Early Butchering days on the lower Clarence when Bushgrove was a thriving and busy commercial centre
Mr. J. N. SHORT started butchering about 1903. His first venture was shipping meat to Sydney in conjunction with Mr. W. A. ZUILL, later M.L.A. for Clarence in the Legislative Assembly. The carcases were shipped in calico bags from the Lower Southgate wharf by North Coast Steam Navigation Co. Ltd. boats, Kalatina, Kyogle and City of Grafton.
He then built the Bushgrove butchery. A painting my Mr. E. SHORT of the shop, established in 1905, is reproduced above.
It was an up-to-date shop with refrigeration and smallgoods plant. The shop, at its peak, slaughtered, 24 bullocks, besides mutton and pork. The sheep came by boat from Sydney.

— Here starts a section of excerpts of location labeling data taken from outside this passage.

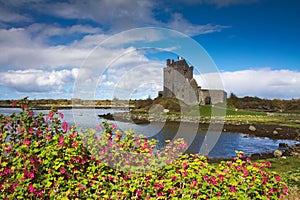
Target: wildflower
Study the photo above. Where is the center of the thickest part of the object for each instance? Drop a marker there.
(73, 135)
(184, 165)
(48, 137)
(30, 130)
(113, 126)
(277, 177)
(173, 178)
(30, 113)
(13, 104)
(232, 189)
(61, 115)
(8, 149)
(64, 126)
(195, 183)
(61, 141)
(31, 188)
(62, 170)
(246, 173)
(27, 142)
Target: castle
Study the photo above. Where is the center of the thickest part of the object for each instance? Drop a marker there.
(179, 83)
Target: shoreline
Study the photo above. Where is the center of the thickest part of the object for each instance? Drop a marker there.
(271, 131)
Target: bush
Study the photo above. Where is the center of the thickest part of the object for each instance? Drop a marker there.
(43, 158)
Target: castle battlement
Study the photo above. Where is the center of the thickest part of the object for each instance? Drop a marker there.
(179, 83)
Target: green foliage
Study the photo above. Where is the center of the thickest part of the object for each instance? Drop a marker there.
(42, 157)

Mr. Alf ATTWATER was smallgoods man. Mr. Harold DOUST of Alice Street, Grafton, started work in the business in 1907. Harold ARCHER was also on the staff.
There was a large corned meat trade. No brine pumps were used. He bought his brine recipe from Ramornie meat works.
Mr. SHORT and "Bunny" OSBORNE built a motor launch, the Phena, which was used on the Lower Clarence meat run. This boat was later sold to the harbour and river works at Ashby.
There were also nine cutting carts which delivered all over the Mid Clarence. On special occasions, meat was displayed in the front window at night. All premises in Bushgrove at this time had gas plants in their shops, which effectively lit the town.
At this time, five general stores were opperating in Bushgrove, as well as a skating rink and picture show. First and second grade football and cricket teams were fielded. The Bushgrove band was famous.
The late Ted INMAN was slaughterman after he left Ramornie meat works about 1911. The record time for skinning a bullock at Ramornie was held by Mr. J. Slack, who beat Mr. INMAN by one knife stroke. The time, 3 1/2 minutes.
The shop changed hands a couple of times and then was destroyed by fire. A new brick shop was built. It now stands but is closed for business.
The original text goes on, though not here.